Author's Response: Haha, maybe I should have picked one for you then? :P I'm glad you chose this one though, because I thought the same until I wrote this one-shot and now it's making me desperate to have more information about her and see what she was actually like!

*blushes* I'm so glad that you liked my characterisation of her as I was little worried it might have been too OOC or something like that. You picked up on exactly what I was trying to do because a lot of her behaviour did seem to be rather showy in the book, so it made me wonder whether it was all real or not. Then it sort of evolved into her never really being herself.
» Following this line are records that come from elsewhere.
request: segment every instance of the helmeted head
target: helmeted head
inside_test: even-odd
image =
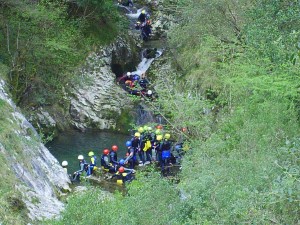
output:
[[[90,151],[89,152],[89,156],[94,156],[95,154],[94,154],[94,152],[93,151]]]
[[[123,166],[125,164],[125,160],[124,159],[120,159],[119,164]]]
[[[79,155],[79,156],[78,156],[78,159],[79,159],[79,160],[83,160],[83,159],[84,159],[83,155]]]
[[[132,144],[131,141],[126,141],[126,143],[125,143],[126,147],[130,147],[131,144]]]
[[[129,155],[130,155],[129,152],[126,152],[125,156],[127,157],[127,156],[129,156]]]
[[[148,90],[148,91],[147,91],[147,95],[152,95],[152,91],[151,91],[151,90]]]
[[[151,21],[150,20],[147,20],[147,22],[146,22],[148,25],[150,25],[151,24]]]
[[[163,127],[162,127],[162,125],[157,125],[157,126],[156,126],[156,129],[162,130]]]
[[[145,125],[143,128],[144,128],[144,131],[148,131],[148,126]]]
[[[62,165],[63,167],[66,167],[66,166],[68,166],[68,162],[67,162],[67,161],[62,161],[61,165]]]
[[[138,81],[138,80],[140,79],[140,76],[136,74],[136,75],[133,76],[132,79],[133,79],[134,81]]]
[[[142,10],[142,14],[146,14],[146,10],[145,9]]]
[[[125,171],[125,169],[123,166],[121,166],[118,171],[119,171],[119,173],[123,173]]]
[[[144,128],[143,128],[143,127],[139,127],[139,128],[138,128],[138,132],[139,132],[139,133],[143,133],[143,132],[144,132]]]
[[[113,150],[114,152],[118,151],[118,146],[117,145],[113,145],[111,146],[111,150]]]
[[[171,135],[168,134],[168,133],[166,133],[164,138],[165,138],[165,139],[170,139],[170,137],[171,137]]]
[[[151,132],[151,131],[152,131],[152,127],[148,127],[147,130],[148,130],[149,132]]]
[[[156,136],[156,140],[157,140],[157,141],[161,141],[161,140],[162,140],[162,135],[157,135],[157,136]]]
[[[183,127],[181,130],[182,130],[182,132],[187,132],[187,128],[186,127]]]
[[[130,77],[131,73],[130,73],[130,72],[127,72],[126,75],[127,75],[127,77]]]
[[[141,134],[140,134],[139,132],[135,132],[134,136],[135,136],[135,137],[140,137]]]
[[[156,135],[161,134],[161,130],[160,130],[160,129],[156,129],[156,130],[155,130],[155,134],[156,134]]]
[[[109,154],[109,150],[108,150],[107,148],[104,149],[104,150],[103,150],[103,154],[104,154],[104,155],[108,155],[108,154]]]

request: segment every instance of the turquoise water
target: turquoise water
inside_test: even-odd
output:
[[[83,155],[89,161],[88,152],[93,151],[97,156],[100,165],[102,151],[105,148],[110,149],[112,145],[117,145],[118,159],[124,158],[126,154],[125,143],[130,139],[129,135],[110,133],[104,131],[87,130],[80,132],[69,130],[61,133],[59,137],[46,144],[46,147],[60,162],[68,161],[68,173],[78,170],[78,155]]]

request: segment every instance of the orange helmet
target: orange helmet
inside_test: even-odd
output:
[[[104,155],[108,155],[108,154],[109,154],[109,150],[108,150],[107,148],[104,149],[104,150],[103,150],[103,154],[104,154]]]

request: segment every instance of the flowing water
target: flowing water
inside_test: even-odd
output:
[[[122,6],[123,7],[123,6]],[[142,9],[138,9],[132,12],[128,7],[124,7],[129,12],[127,17],[134,23]],[[138,31],[139,32],[139,31]],[[153,43],[153,45],[151,44]],[[163,44],[160,40],[149,41],[144,44],[144,49],[141,52],[141,62],[136,66],[136,71],[132,71],[134,74],[141,75],[145,73],[150,67],[151,63],[163,53]],[[146,49],[155,48],[156,54],[154,58],[145,58],[144,51]],[[162,118],[154,116],[151,111],[146,109],[143,105],[137,107],[137,118],[136,123],[142,125],[149,122],[161,123]],[[131,137],[129,135],[110,133],[105,131],[87,130],[85,132],[79,132],[76,130],[68,130],[59,135],[53,141],[46,144],[50,152],[57,158],[61,163],[62,161],[68,161],[68,173],[71,174],[77,171],[78,168],[78,155],[84,155],[87,161],[89,160],[88,152],[93,151],[98,158],[98,166],[100,166],[100,158],[102,151],[105,148],[111,148],[112,145],[118,145],[118,159],[124,158],[126,154],[125,142]],[[98,184],[99,185],[99,184]],[[112,184],[103,183],[100,184],[107,190],[115,190]]]

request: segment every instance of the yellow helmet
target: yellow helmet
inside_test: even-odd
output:
[[[142,14],[145,14],[145,13],[146,13],[146,10],[143,9],[143,10],[142,10]]]
[[[148,127],[147,130],[148,130],[148,131],[151,131],[151,130],[152,130],[152,127]]]
[[[78,159],[79,159],[79,160],[83,160],[83,159],[84,159],[83,155],[79,155],[79,156],[78,156]]]
[[[93,151],[90,151],[90,152],[89,152],[89,156],[93,156],[93,155],[95,155],[94,152],[93,152]]]
[[[157,140],[157,141],[161,141],[161,140],[162,140],[162,135],[157,135],[157,136],[156,136],[156,140]]]
[[[139,132],[136,132],[136,133],[134,134],[134,136],[135,136],[135,137],[140,137],[141,134],[140,134]]]
[[[155,130],[155,134],[156,134],[156,135],[161,134],[161,130],[160,130],[160,129],[156,129],[156,130]]]
[[[144,131],[147,131],[148,130],[148,126],[144,126]]]
[[[143,132],[144,132],[144,128],[139,127],[138,132],[139,132],[139,133],[143,133]]]
[[[169,139],[171,137],[171,135],[170,134],[165,134],[165,139]]]

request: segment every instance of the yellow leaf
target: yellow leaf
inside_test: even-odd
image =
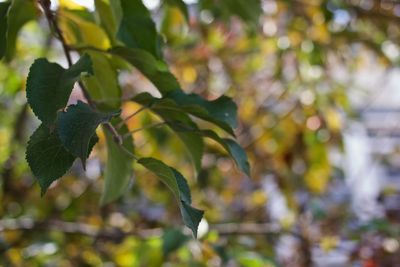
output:
[[[325,192],[329,182],[330,168],[311,168],[305,175],[304,180],[307,187],[314,193]]]
[[[251,194],[251,204],[254,206],[263,206],[267,202],[267,195],[263,190],[256,190]]]
[[[182,79],[186,83],[193,83],[197,79],[197,71],[192,66],[187,66],[182,70]]]
[[[59,24],[64,37],[72,46],[91,46],[106,50],[111,47],[110,40],[102,28],[60,8]]]
[[[328,252],[337,247],[339,238],[337,236],[324,236],[320,241],[320,247],[323,251]]]
[[[325,112],[325,120],[329,129],[332,131],[338,132],[342,129],[342,118],[336,109],[327,109]]]
[[[60,7],[74,9],[74,10],[84,10],[85,7],[76,3],[73,0],[59,0]]]

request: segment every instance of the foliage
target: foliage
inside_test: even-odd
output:
[[[398,64],[397,6],[58,2],[0,2],[0,264],[311,266],[398,237],[335,197],[332,160],[354,114],[336,69]]]

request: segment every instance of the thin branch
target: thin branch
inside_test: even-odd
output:
[[[79,234],[95,239],[105,239],[121,242],[125,237],[135,235],[141,238],[160,236],[161,228],[134,229],[123,231],[117,227],[101,228],[92,224],[81,222],[65,222],[61,220],[34,221],[30,218],[0,220],[0,233],[7,231],[58,231],[66,234]],[[219,223],[211,224],[210,230],[215,230],[220,235],[270,235],[290,234],[299,239],[301,235],[293,231],[284,230],[275,223]]]
[[[50,27],[53,28],[53,30],[56,32],[57,37],[60,40],[61,45],[63,47],[65,57],[67,58],[68,66],[71,67],[72,66],[72,59],[71,59],[70,51],[69,51],[67,42],[65,41],[65,38],[64,38],[64,36],[63,36],[63,34],[61,32],[61,29],[58,26],[57,20],[54,17],[53,12],[50,9],[51,1],[50,0],[39,0],[39,3],[43,8],[44,14],[46,16],[46,19],[47,19]]]
[[[99,49],[94,46],[72,46],[72,45],[70,45],[68,47],[70,50],[74,50],[74,51],[78,51],[78,52],[85,51],[85,50],[92,50],[92,51],[100,52],[100,53],[109,53],[109,51],[107,51],[107,50]]]
[[[122,147],[123,139],[114,126],[109,122],[106,122],[103,125],[112,134],[114,142]]]
[[[80,222],[65,222],[60,220],[33,221],[29,218],[22,219],[3,219],[0,220],[0,232],[6,231],[58,231],[66,234],[79,234],[93,237],[96,240],[105,239],[113,242],[121,242],[126,236],[135,235],[147,238],[161,233],[160,228],[133,230],[124,232],[123,230],[110,227],[100,228],[92,224]]]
I have to admit, it was in the story first and then I chose it as the title, but I'm glad you liked it still! It was poetic though? *blushes again* You're being too nice to me here, and I feel this response is inadequate with it's ramblings.

Yes, I don't think the review box quite stretches into fitting the whole story into it :P I'm really glad you picked out those lines though, as they sort of showed her whole idea of acting and not being true. She does turn out to be a rather helpless person by the end of it.

I'll definitely go and review the last sentence, and see if I can make it angstier (is that a word?) so thanks for pointing it out! Thank you for such a wonderful review, it really, really did make my day, and I hope Pansy's got a new fan now!